En cualquier ciudad donde entren y los reciban, coman lo que les den. Curen a los enfermos que haya y díganles: ‘Ya se acerca a ustedes el Reino de Dios’.Pero si entran en una ciudad y no los reciben, salgan por las calles y digan: ‘Hasta el polvo de esta ciudad que se nos ha pegado a los pies nos lo sacudimos, en señal de protesta contra ustedes. De todos modos, sepan que el Reino de Dios está cerca’. Yo les digo que en el día del juicio, Sodoma será tratada con menos rigor que esa ciudad”. Los setenta y dos discípulos regresaron llenos de alegría y le dijeron a Jesús: “Señor, hasta los demonios se nos someten en tu nombre”.
Él les contestó: “Vi a Satanás caer del cielo como el rayo. A ustedes les he dado poder para aplastar serpientes y escorpiones y para vencer toda la fuerza del enemigo, y nada les podrá hacer daño. Pero no se alegren de que los demonios se les someten. Alégrense más bien de que sus nombres están escritos en el cielo”. Palabra del Señor.
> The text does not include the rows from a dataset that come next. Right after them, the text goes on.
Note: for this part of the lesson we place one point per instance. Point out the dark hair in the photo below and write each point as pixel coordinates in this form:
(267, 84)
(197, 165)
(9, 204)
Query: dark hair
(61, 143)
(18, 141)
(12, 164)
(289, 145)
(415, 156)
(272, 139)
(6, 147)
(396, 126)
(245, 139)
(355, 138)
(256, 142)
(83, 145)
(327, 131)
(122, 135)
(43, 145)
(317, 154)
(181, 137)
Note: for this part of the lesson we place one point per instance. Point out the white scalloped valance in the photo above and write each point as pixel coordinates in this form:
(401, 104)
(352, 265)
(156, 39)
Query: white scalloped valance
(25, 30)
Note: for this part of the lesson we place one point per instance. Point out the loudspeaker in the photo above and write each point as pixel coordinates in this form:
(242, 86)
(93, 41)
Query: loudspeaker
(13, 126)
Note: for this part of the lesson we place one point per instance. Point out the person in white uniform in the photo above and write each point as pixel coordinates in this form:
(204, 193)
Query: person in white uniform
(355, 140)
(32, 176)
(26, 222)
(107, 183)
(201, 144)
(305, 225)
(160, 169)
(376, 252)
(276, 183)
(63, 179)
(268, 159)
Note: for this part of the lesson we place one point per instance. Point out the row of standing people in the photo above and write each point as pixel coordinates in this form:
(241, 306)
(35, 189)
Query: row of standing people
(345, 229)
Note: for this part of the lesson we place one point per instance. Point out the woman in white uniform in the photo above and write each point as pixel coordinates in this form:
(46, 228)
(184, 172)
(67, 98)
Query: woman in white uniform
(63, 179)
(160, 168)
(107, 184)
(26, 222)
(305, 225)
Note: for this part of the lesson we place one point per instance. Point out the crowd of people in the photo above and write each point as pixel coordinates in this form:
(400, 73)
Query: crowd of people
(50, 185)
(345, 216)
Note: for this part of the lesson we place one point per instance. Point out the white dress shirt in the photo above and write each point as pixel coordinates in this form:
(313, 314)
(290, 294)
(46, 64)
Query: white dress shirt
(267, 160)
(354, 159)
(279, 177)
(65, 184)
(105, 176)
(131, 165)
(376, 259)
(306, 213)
San Lucas nos presenta en su Evangelio otra misión. No sólo los Doce son enviados: también otros setenta y dos discípulos. Ondas expansivas, que difunden la buena noticia y preparan la llegada de Jesús. La salvación dispuesta por Dios es una tarea que nos involucra, en la que vamos quedando incorporados poco a poco. Lo que preparamos siempre es su presencia. Porque el contenido del Reino es Jesús. Y Él mismo es quien dicta las condiciones de la labor. Pero esto no quita el valor propio de la colaboración. Es Él quien envía. Más aún, nos indica que roguemos al dueño de la mies que envíe trabajadores a sus campos. De alguna manera, nosotros mismos somos el fruto de su oración al Padre. Antes de encaminarnos a cumplir la encomienda, se nos introduce en el misterio de la súplica que el corazón humano de Jesús puede lanzar a su Padre celestial. La pequeñez del recurso no obsta para que se garantice la certeza del éxito.
La incorporación en la labor, con todo, no se queda en la oración y el compromiso. Sus frutos son participados por quien ha trabajado. La alegría del Reino se vive ya en los pequeños signos de los enviados. Hasta los demonios se les someten en el nombre del Señor. Participar es ya motivo de alegría. Y la satisfacción ante el logro, que desborda en su significado lo que se percibe a primera vista, alcanza al mismo Jesús. También Él se regocija por los méritos de sus enviados. Cunde, en efecto, el Evangelio, haciendo resonar en el cielo el júbilo de la salvación.
Y a ese júbilo final se refieren las palabras finales de Jesús. Los pequeños avances en la tierra, que en realidad siguen pareciendo poca cosa considerando el vastísimo horizonte de la humanidad, tienen una repercusión en la vida eterna. En el cielo. Sus nombres están escritos en el cielo. Así como es en el nombre de Jesús que se realiza la misión, así son los nombres de quienes son de Jesús los que quedan inscritos en el cielo. Los nombres, es decir, la fuerza de la presencia y la referencia elocuente de los mismos que han actuado. Ningún nombre se borra en la memoria del cielo. Asociados a su Señor, los nombres de los discípulos fieles tienen garantizada una alegría que ahora ni siquiera imaginamos.